Las ! lui a tout d'un Charles Dullin contrefaisant générosité et souci de l'autre avec la sincérité narquoise d'un banquier avouant votre Argent m'intéresse ! de sa barbe pointue achevant en virgule ce visage anguleusement contrefait de convoitise, de stupre et de lésineuse spoliation. Quelque accoutrement qu'Hanouna revête, lui non plus ne sera jamais du sérail. Il lui suffit de parler, de s'agiter, de paraître se passionner, ll sent le peuple ; pire encore le bas peuple. Les mauvaises blagues de piteux et miteux macho de basse-cour désertée, lui collent à l'âme comme l'arrogance à Macron. C'est une question de classe, d'habitude et d'élégance. Lui restera vulgaire même propre sur lui. L'autre passera peut-être du jupitérien au luciférien, il aura l'élégance des biens-nés. Hanouna ? pas même parvenu, tout juste arrivé, mais d'on ne sait où ! Il a trop hanté les couloirs ; trop servilement troqué sa dignité pour quelques subsides, son honneur pour conquérir son strapontin … jamais il ne lâchera ; toujours il contrefera la conviction. Il n'en a d'ailleurs aucune ne sachant pas même ce que c'est. Lui n'a que des racines ne sachant pas plus ce que ceci signifie. Il croit avoir une revanche à prendre. C'est ainsi que les puissants bernent les faibles. Et que les faibles de ce sourire carnassier qu'ils confondent avec l'intelligence s'empressent de se soumettre.

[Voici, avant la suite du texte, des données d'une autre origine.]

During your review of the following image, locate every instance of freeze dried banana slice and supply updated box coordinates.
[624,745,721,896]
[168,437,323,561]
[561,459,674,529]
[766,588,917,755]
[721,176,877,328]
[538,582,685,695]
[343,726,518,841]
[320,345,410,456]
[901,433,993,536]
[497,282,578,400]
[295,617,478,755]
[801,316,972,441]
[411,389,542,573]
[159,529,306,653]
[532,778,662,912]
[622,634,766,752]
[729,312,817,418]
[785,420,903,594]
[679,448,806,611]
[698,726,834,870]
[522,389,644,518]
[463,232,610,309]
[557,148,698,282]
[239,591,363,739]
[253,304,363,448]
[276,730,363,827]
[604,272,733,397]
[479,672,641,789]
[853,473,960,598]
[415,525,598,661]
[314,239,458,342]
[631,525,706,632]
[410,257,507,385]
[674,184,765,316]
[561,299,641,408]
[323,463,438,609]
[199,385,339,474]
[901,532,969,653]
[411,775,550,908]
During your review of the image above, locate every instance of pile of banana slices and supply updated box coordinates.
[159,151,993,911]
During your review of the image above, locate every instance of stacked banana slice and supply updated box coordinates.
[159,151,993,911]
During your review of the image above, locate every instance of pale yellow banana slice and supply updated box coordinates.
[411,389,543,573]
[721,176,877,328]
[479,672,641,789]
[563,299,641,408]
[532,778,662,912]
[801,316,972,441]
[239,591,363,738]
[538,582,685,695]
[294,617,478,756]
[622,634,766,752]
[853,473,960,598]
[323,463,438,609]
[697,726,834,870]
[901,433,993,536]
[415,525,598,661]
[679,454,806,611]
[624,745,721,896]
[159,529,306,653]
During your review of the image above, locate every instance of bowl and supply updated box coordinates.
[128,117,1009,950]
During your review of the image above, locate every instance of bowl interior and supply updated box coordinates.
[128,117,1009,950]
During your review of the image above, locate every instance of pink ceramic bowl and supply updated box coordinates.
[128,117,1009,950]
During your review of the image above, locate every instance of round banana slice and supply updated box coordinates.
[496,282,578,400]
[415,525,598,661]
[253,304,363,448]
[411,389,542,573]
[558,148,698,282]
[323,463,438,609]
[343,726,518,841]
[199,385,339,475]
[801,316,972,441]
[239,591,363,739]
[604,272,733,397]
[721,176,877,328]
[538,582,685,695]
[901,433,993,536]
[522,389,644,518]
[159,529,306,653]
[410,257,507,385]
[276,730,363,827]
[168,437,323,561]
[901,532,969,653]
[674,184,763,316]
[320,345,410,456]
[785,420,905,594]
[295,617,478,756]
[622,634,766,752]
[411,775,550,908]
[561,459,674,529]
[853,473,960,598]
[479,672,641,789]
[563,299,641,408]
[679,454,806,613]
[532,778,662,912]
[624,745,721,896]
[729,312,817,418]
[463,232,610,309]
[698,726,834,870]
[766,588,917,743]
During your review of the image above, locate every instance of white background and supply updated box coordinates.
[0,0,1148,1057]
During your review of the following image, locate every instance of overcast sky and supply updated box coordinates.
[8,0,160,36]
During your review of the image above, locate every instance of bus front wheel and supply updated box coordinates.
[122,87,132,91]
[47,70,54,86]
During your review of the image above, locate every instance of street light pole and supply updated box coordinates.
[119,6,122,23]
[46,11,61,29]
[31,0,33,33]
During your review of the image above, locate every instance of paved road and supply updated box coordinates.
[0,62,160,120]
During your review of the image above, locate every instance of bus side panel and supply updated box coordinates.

Qu'on ne s'y trompe pas la bourgeoisie a toujours su reconnaître les siens. Ceux-là n'en sont pas : tout au plus des faire-valoir. Tout au plus des clowns blancs.

Ils sont assez sots et trop rapaces pour ne pas se croire dominer la situation : ils seront pourtant remplacés demain par plus affamés qu'eux. Les maîtres n'éprouvent que très rarement difficulté à s'entourer de courtisans.

Ces deux-là me font irrésistiblement songer à ces rapaces prompts à veiller un Volpone supposé leur léguer sa fortune. A la fin, Volpone, tel est pris qui croyait prendre, se fait plumer par son serviteur Mosca, c'est vrai. Mais c'est si rare. Cela n'arrive qu'au théâtre.

Serait-ce une sinistre farce ou une comédie qu'on voudrait nous jouer ? J'ai connu plus drôle !

Il n'en reste pas moins que les puissants du jour semblent s'affoler quelque peu ! il y a de quoi ! La plèbe, toute vulgaire, aveugle et sotte qu'elle soit, réalise lentement qu'on l'aura conduite dans une impasse ! De toute part et en tout pays elle se donne, sans même barguigner, aux tyranneaux vociférants comme elle le fit déjà ; et la planète craquelle à qui mieux mieux. Soudain, les puissants ont beau s'agiter, et bousculer frénétiquement les manettes … plus rien ne répond.

Quand les puissants du jour sortent leurs marionnettes c'est que vraiment, la peur gagne !

 

C'en est à vomir ou hurler de rire.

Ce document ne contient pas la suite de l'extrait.